Klezmer in the Ghetto

| 02 Mar 2015 | 05:03

Krakauer expands the klezmer's repertoire

Growing up in New York City, clarinetist David Krakauer drew his inspiration from classical, jazz, and rock music. Twenty-five years ago, he got hooked on an "identity exploration thing" and began to study klezmer, the music of his Jewish Eastern European forebears. Today he's known around the world not only for his mastery of klezmer clarinet but also for injecting hip-hop and rap into the klezmer repertoire. Thanks to Carnegie Hall's neighborhood concerts and the support of Gale Brewer, David Krakauer and his Acoustic Klezmer Quartet delighted the audience with their twentieth-century-New-York renditions of standard klezmer tunes at John Jay College's Gerald W. Lynch Theater on October 6.

"Foreign" influences like hip-hop aren't foreign to klezmer music. While klezmer originated in the Jewish ghettos of Eastern Europe, especially the Moldavian region of Romania, and was based primarily on Jewish liturgy and melodies employed for ecstatic communion with God, it also drew heavily from the secular songs and popular dance music of the surrounding cultures-Slavonic, Greek, Turkish, and, especially, Rom (Gypsy). In the US, it picked up elements of jazz and began to be heard not only at Jewish celebrations but in concert halls as well.

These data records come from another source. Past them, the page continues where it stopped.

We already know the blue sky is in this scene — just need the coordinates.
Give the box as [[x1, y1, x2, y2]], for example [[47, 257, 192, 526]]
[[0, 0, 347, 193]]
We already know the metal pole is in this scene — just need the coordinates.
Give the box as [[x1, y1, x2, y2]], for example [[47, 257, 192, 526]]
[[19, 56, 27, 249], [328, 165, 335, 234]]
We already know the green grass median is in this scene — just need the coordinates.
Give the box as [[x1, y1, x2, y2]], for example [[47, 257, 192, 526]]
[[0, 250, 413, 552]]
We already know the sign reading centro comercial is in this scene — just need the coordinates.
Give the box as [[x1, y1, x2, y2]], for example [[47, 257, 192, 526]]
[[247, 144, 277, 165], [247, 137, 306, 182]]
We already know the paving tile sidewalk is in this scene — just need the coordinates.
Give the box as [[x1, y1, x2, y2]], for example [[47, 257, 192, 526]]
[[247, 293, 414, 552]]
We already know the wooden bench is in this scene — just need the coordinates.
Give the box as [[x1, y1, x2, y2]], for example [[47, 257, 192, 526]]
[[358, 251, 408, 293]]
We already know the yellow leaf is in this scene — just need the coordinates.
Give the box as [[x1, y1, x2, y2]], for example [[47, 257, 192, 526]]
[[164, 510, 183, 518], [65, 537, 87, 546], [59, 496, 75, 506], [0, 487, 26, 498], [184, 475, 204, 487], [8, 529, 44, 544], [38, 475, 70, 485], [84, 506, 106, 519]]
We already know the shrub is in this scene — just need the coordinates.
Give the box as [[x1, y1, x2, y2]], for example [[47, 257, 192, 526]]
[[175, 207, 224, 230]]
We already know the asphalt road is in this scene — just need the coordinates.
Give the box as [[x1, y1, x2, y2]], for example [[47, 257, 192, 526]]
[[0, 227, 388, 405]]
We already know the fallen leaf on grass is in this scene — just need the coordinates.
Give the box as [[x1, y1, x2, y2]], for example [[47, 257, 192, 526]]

Klezmer is best defined by the Yiddish phrase Lakhn mit trern (laughing with tears); klezmer musicians use special effects to create sobbing sounds, laments, and complaints. David Krakauer's brand of klezmer, forged in New York City rather than the Pale of Settlement, is more "happy ghetto" than "shtetl wail," as if he's got all of the fun of Judaism and none of the pain, his clarinet his means of bursting through the universe with music pouring from his lips. The October 6 program included a medley that blended a klezmer Terkesh rhythm with a Sidney Bechet tune (Krakauer calls Bechet "my teacher, whom I never met") and Krakauer's version of a theme written by the extraordinary accordonist Emil Kroitor and brought to America from Moldavia in the 1990s by German Goldenstein, a man who had "eight hundred melodies in his head."

Throughout history, the Jewish tradition has renewed itself wherever it has settled-from Babylon to Cordoba to Bessarabia to New York-whether through exile or free choice. By means of his "identity exploration thing," David Krakauer has come to exemplify this spirit of reaffirmation, wherever it will take him and his clarinet.